Reparem como, em cada um dos episódios, essa animalidade pipoca – dando, inclusive, a justificação para o adjetivo presente no título do filme – e, em seguida, percebam como em cada uma dessas narrativas, há uma questão de honra envolvida. Na honra – ou melhor, naquele específico ponto de cada um que é recoberto pela mais íntima vergonha –, para Lacan, reside uma questão de vida ou morte: ao abrir mão desse ponto, quando ele aparece na vida de cada um, abre-se mão do sentido da própria vida. É questão de sobrevivência; daí que o vínculo com a animalidade seja perfeito, por mais paradoxal que isso possa soar (já que honra geralmente é associado a algo que se aprende, algo do terreno da cultura).
Sim, há honra envolvida (embaralhando as cartas para evitar estragar a novidade para os que ainda não viram o filme) no cidadão que resolve seu problema com o Detran bonaerense de forma peculiar, no noivo cuja noiva se enfurece em plena cerimônia de casamento, no músico rejeitado de forma unânime ao longo de toda a sua história de vida, no ricaço vitima de extorsão simultânea e em múltiplos flancos, na filha de pais vítimas de um carrasco e no motorista que vê seu patrimônio vandalizado e sua vida ameaçada por um outro motorista energúmeno. Todos se movem, a certa altura, tomados por essa coisa que talvez seja difícil de explicar a um computador. Até porque, até onde se sabe e se espera, esses (ainda) são incapazes de matar.
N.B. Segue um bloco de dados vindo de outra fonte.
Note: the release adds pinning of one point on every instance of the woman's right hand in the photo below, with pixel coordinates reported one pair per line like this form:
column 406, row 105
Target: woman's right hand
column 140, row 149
Para finalizar saindo um pouco do estritamente antropológico (entendido do ponto de vista mais filosófico do que acadêmico) e adentrando no político (relativo a rumos adotados pelas sociedades), pode ser que esse genial Relatos selvagens também provoque em alguns, como provocou em mim, uma reflexão adicional, que não se descola da primeira: até que ponto as nossas sociedades e seus governantes estão se dando conta de que nós, seres humanos, carregamos conosco esses pontos específicos aos quais se dá o nome de honra? E do quanto que, ao contrário dos psicanalistas que o buscam em seus pacientes a fim de que eles desabrochem enquanto sujeitos, é aconselhável que sociedades e respectivos governos façam o possível para que esse ponto dos indivíduos, como a polpa de um dente, não seja jamais, sequer, atacado, quanto menos atingido?
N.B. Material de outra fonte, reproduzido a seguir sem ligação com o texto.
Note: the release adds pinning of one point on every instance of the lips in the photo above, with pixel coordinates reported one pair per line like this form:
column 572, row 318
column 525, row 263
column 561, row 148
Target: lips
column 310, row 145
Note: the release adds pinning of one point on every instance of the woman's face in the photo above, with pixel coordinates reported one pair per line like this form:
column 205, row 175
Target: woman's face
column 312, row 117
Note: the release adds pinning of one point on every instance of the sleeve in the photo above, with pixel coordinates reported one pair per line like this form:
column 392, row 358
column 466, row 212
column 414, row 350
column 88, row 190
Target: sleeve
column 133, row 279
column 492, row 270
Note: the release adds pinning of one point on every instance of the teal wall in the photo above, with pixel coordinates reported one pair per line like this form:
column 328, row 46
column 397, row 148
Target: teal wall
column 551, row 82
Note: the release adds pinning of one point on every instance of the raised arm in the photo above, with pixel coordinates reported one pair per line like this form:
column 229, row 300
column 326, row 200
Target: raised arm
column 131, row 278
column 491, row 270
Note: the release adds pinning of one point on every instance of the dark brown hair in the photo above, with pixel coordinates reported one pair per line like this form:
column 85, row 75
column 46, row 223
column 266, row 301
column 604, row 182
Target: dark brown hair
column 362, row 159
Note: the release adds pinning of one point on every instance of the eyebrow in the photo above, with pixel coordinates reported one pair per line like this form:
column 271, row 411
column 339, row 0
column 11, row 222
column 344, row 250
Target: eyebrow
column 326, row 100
Em outros termos, eu diria que a selvageria de cada um é algo importante de se conhecer e preservar, ao passo que a da sociedade não (muito pelo contrário). Uma sociedade efetivamente civilizada será uma que reconheça e respeite a saudável selvageria dos indivíduos que a compõem e não uma que a atice. E tudo leva a crer que, quanto mais complexas as sociedades ficam – e, quem sabe, em função disso, quanto mais elas passam a depender de sistemas de informática – mais elas vão se aproximando, feito um dentista canhestro com a sua broca, de um lugar do qual não deveriam.